Once more: Is not the doctrine of the Holy Spirit held slightly? Is he not denied in his person, dishonored in his work, wounded and grieved in his influence ? Is there not a more marked dependence on creature power than upon the power of the Spirit? Do not sermons, and books, and reports sadly forget to recognize and honor him as the grand source of all blessing? Are his power, grace, and love, in the great work of conversion, distinctly acknowledged and duly honored? That there should be no precious gales of grace, no revival of the Lord's work, no true spiritual prosperity where the Holy Spirit is not glorified, we cannot marvel. All must be cold, formal, and lifeless - that church a stagnant pool, and that ministry a powerless instrument, where the Spirit of God is slighted, wounded, or absolutely denied.

In closing, let us remark, that, living as we do in a day of abounding error, it solemnly behooves those who believe the truth, fearlessly to maintain it. Let there be no compromise, no barter of the truth; buy it at any sacrifice of human opinion, sell it at no price whatever. " Buy the truth, and sell it not." Stand up a witness of the truth, humbly, boldly, and in the strength of the Lord, wherever his providence may place you. O consider the honor of being permitted to testify to the truth as it is in Jesus! You may be a lone, a solitary witness, yet fear not; he who is " the truth " itself says to you, as he did to the church in Philadelphia, - "You have a little strength, and have kept my word, and have not denied my name.
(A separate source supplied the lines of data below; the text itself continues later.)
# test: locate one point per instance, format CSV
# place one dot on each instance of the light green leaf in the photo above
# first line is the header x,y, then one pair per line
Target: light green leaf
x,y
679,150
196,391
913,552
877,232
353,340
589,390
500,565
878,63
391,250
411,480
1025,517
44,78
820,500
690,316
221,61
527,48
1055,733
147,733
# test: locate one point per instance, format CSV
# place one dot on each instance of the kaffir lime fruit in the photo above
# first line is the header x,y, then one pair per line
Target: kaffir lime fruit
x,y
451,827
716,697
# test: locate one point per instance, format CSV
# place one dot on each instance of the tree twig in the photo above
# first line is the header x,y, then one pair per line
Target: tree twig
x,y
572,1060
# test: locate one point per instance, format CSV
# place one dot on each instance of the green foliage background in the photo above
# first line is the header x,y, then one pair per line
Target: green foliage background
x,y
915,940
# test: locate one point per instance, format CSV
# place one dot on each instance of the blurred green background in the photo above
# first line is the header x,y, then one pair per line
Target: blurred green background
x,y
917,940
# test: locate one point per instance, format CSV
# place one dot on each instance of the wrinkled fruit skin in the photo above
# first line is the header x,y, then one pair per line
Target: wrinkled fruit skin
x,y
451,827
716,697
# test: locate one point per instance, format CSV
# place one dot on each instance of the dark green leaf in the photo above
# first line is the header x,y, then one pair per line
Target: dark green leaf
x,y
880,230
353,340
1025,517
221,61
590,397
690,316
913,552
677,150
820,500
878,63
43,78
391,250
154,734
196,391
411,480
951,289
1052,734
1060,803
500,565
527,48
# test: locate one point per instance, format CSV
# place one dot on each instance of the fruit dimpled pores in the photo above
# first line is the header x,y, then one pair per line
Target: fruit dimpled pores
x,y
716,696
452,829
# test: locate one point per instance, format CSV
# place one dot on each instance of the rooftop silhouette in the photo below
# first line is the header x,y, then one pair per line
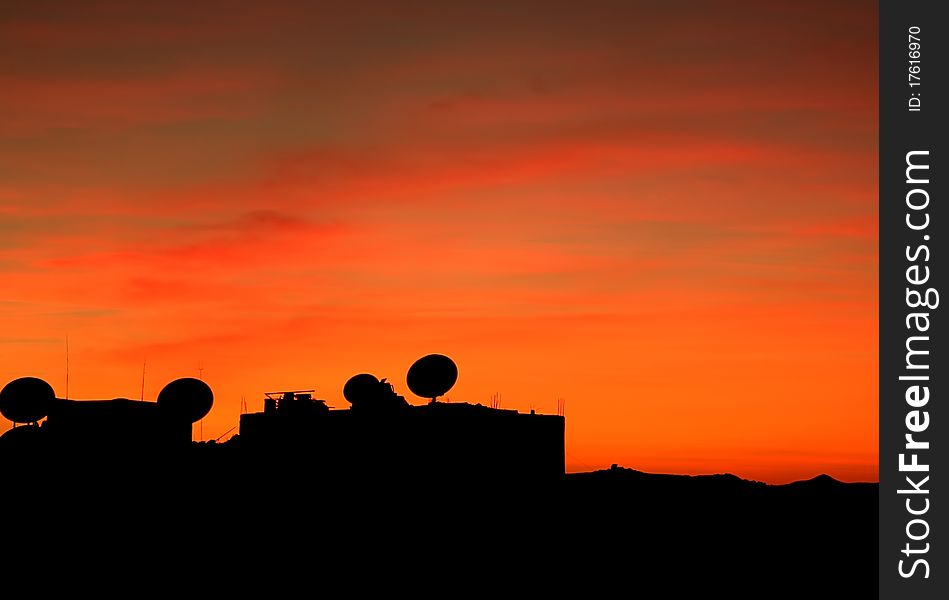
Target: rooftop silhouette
x,y
448,476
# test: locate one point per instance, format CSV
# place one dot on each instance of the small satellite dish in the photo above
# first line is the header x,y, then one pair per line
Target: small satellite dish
x,y
361,389
26,399
186,400
432,376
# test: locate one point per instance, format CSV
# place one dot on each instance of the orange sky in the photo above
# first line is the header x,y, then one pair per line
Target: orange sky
x,y
663,212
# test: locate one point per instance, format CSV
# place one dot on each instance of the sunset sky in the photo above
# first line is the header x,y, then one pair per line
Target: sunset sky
x,y
663,212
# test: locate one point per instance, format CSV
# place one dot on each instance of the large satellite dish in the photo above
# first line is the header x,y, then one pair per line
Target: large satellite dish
x,y
26,399
432,376
187,400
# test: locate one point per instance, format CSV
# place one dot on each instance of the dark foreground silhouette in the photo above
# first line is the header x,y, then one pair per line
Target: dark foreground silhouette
x,y
388,499
611,533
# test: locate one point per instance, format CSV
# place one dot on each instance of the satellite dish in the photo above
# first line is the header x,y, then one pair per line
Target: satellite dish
x,y
432,376
186,400
26,399
361,389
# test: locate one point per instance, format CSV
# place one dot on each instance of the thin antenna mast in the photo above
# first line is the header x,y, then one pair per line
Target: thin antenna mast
x,y
67,366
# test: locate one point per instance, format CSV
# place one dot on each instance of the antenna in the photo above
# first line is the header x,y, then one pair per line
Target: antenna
x,y
67,366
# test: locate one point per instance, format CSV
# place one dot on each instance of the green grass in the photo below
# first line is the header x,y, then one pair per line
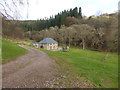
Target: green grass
x,y
100,68
10,51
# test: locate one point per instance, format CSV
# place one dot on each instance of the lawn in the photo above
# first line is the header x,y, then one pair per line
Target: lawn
x,y
100,68
10,51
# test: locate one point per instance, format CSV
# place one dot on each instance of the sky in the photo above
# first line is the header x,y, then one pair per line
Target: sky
x,y
45,8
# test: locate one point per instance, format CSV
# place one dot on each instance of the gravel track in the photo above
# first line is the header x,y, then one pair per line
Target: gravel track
x,y
28,71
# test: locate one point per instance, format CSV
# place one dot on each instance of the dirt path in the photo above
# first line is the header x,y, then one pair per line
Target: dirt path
x,y
28,71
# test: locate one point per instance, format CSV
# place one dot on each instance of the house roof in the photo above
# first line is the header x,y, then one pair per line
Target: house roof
x,y
47,40
34,43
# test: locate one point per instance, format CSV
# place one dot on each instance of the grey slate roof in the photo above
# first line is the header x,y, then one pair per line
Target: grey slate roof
x,y
47,40
34,43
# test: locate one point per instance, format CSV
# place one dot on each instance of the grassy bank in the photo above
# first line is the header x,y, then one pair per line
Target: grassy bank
x,y
100,68
11,51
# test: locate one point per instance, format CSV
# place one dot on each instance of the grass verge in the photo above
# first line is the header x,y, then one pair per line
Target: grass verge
x,y
99,68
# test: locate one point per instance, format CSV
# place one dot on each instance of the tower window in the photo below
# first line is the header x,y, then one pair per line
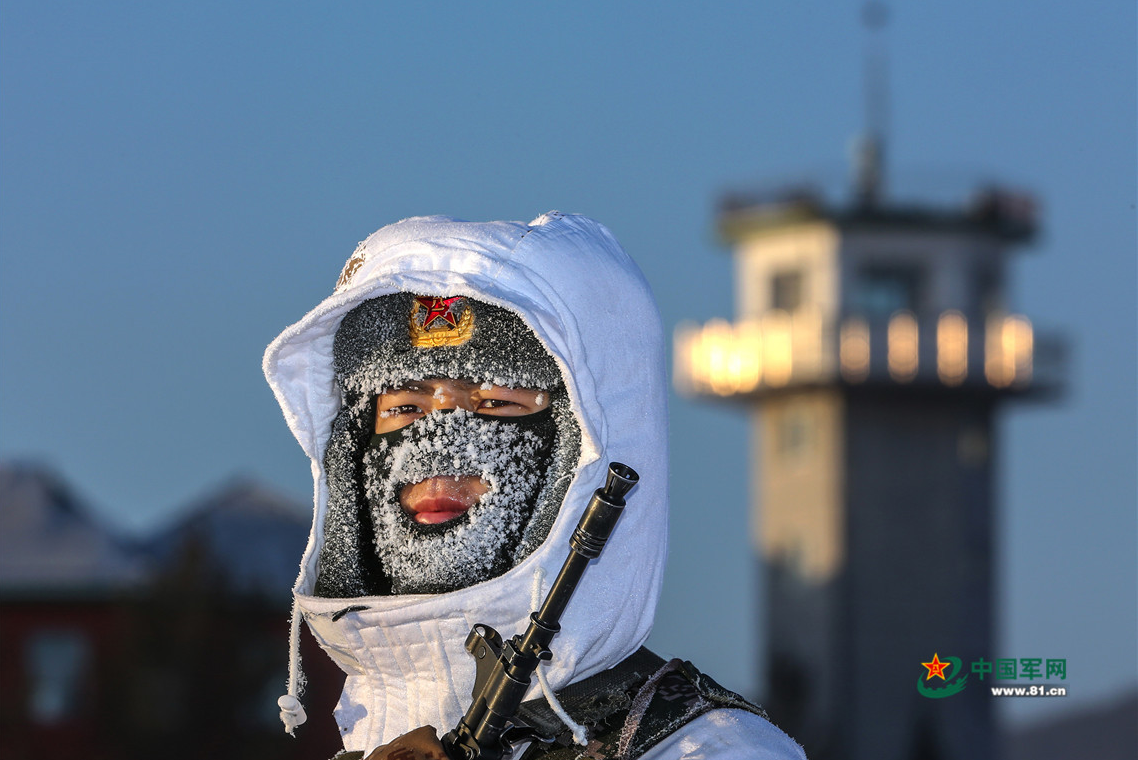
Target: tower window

Because you have kept the word of my patience, I also will keep you from the hour of temptation, which shall come upon all the world, to try them that dwell upon the earth. Behold, I come quickly; hold that fast which you have, that no man take your crown." Rev. iii. 10, 11

Let those who hold the truth, be careful to maintain good works, and so walk in all the holiness of the truth they profess; let them see that by no carelessness of deportment, by no want of integrity, by no neglect of the means of grace, by no exhibitions of unholy temper, by no worldly conformity, yes, by no inconsistency whatever, they bring a slur upon the holy doctrines they avowedly maintain and love; let them not be satisfied with maintaining a string of doctrines, unaccompanied with their sanctifying power: but let them see that with the truth in their judgments, they possess grace in the heart, and unspotted holiness in the life. " Then said Jesus to those Jews which believed on him, If you continue in my word, then are you my disciples indeed; and you shall know the truth, and the truth shall make you free." John viii 31, 32.